Le storie parallele di Siddharta e del piccolo Jesse

Dopo “L’ultimo imperatore”(1997) e “Il tè nel deserto”(1990), Bertolucci con “Piccolo Buddha” ci riporta in un’ambientazione esotica ed onirica, ma con intenzioni totalmente diverse. Il regista racconta una vera e propria favola, ponendo in netto contrasto la grigia routine del mondo occidentale (Seattle) ai colori e alla vita semplice e fiabesca di quello orientale (Bhutan), naturalmente senza mai trascendere in moralismi negativi o pregiudizi. Grazie ad una sceneggiatura straordinaria, scritta a quattro mani col premio Oscar Mark Peploe, Bertolucci incanta con una miscela perfetta di religiosità, spiritualità, leggenda, tradizioni secolari che convergono nella figura del Principe Siddharta, da sempre una delle figure più amate della letteratura mondiale, e nel buddhismo. La sua svolta ascetica, dopo aver conosciuto il dolore e la morte, fa da cornice e scorre in parallelo alla storia tra il saggio lama e il piccolo Jesse, in un crescendo di emozioni positive e di estasi estetica di cui il regista piacentino era ben consapevole.

Un cast perfetto e consolidato

Il regista piacentino scelse accuratamente il cast e la squadra tecnica affinché tutto funzionasse alla perfezione e portasse ad un risultato eccellente. Sbalordisce la prova del piccolo Alex Wiesendanger, coadiuvato dall’ottimo di Chris Isaak, nei panni del suo (inizialmente) tormentato padre Dean, noto più come cantante che come attore, e dalla grande Bridget Fonda, madre preoccupata e contraria ad un cambiamento di vita così radicale e stravolgente per tutti. Ying Ruocheng, invece, era già una vecchia conoscenza di Bertolucci, dato che avevano già lavorato assieme in occasione de “L’ultimo imperatore”, quindi la fiducia e la stima tra i due erano ben consolidate. Indubbiamente, il personaggio portante di tutto il progetto è Siddharta/Buddha, interpretato da un fenomenale Keanu Reeves.
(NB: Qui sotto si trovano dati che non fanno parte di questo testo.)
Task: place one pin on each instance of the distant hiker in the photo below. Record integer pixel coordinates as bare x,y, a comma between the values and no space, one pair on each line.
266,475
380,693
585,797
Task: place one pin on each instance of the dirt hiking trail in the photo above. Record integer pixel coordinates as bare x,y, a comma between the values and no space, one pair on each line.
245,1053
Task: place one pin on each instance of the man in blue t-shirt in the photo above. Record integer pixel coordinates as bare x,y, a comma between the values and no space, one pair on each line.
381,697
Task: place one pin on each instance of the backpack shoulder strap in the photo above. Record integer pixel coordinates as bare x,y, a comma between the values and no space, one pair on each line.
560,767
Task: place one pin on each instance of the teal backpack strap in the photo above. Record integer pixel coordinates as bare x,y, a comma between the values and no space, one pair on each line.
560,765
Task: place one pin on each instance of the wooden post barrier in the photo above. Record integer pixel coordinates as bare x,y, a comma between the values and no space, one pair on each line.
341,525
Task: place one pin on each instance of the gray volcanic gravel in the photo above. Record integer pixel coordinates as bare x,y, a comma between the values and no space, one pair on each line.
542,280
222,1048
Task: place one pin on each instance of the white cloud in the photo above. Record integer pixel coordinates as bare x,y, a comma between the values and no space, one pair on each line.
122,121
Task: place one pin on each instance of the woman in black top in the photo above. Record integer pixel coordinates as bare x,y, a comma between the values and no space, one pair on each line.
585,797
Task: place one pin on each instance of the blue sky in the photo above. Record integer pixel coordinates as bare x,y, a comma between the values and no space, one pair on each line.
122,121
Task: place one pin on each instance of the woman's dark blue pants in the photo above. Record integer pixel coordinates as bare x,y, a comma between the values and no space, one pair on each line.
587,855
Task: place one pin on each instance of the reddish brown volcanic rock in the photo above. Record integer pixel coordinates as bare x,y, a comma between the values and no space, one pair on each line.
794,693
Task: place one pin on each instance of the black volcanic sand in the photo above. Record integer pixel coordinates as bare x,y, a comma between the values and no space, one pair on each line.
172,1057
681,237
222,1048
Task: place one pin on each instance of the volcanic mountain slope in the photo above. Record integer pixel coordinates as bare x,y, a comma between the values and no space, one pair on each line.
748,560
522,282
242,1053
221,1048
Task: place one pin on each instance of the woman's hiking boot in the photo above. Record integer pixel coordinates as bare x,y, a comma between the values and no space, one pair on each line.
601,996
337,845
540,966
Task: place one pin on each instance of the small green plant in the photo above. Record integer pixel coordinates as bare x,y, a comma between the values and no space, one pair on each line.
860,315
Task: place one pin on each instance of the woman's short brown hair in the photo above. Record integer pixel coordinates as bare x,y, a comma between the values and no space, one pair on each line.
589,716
All’epoca, l’attore era già noto per “Point Break”(1991) e “Dracula di Bram Stoker”(1992), ma grazie al magico ruolo offertogli da Bertolucci, riuscì ad aggiungere uno dei tasselli più iconici al mosaico delle performance più riuscite della sua carriera.

La squadra tecnica da Oscar

La meravigliosa fotografia dai toni caldi e accesi, caratteristica fondamentale del film, è opera dell'eclettico Vittorio Storaro, vincitore per ben tre volte del premio Oscar per “Apocalypse Now”, “Reds” e “L’ultimo imperatore”, mentre per il montaggio furono scelti il due volte premio Oscar Pietro Scalia e Daniele Sordoni invece per le sontuose scenografia fu assoldato James Acheson, anch’egli vincitore dell’Oscar per tre volte. E come dimenticare la sognante colonna sonora? Ebbene, anche in questo caso Bertolucci volle di nuovo il giapponese Ryūichi Sakamoto, premiato dall’Academy proprio per le musiche de “L’ultimo imperatore”, ma che per il regista compose anche le musiche de “Il tè nel deserto”.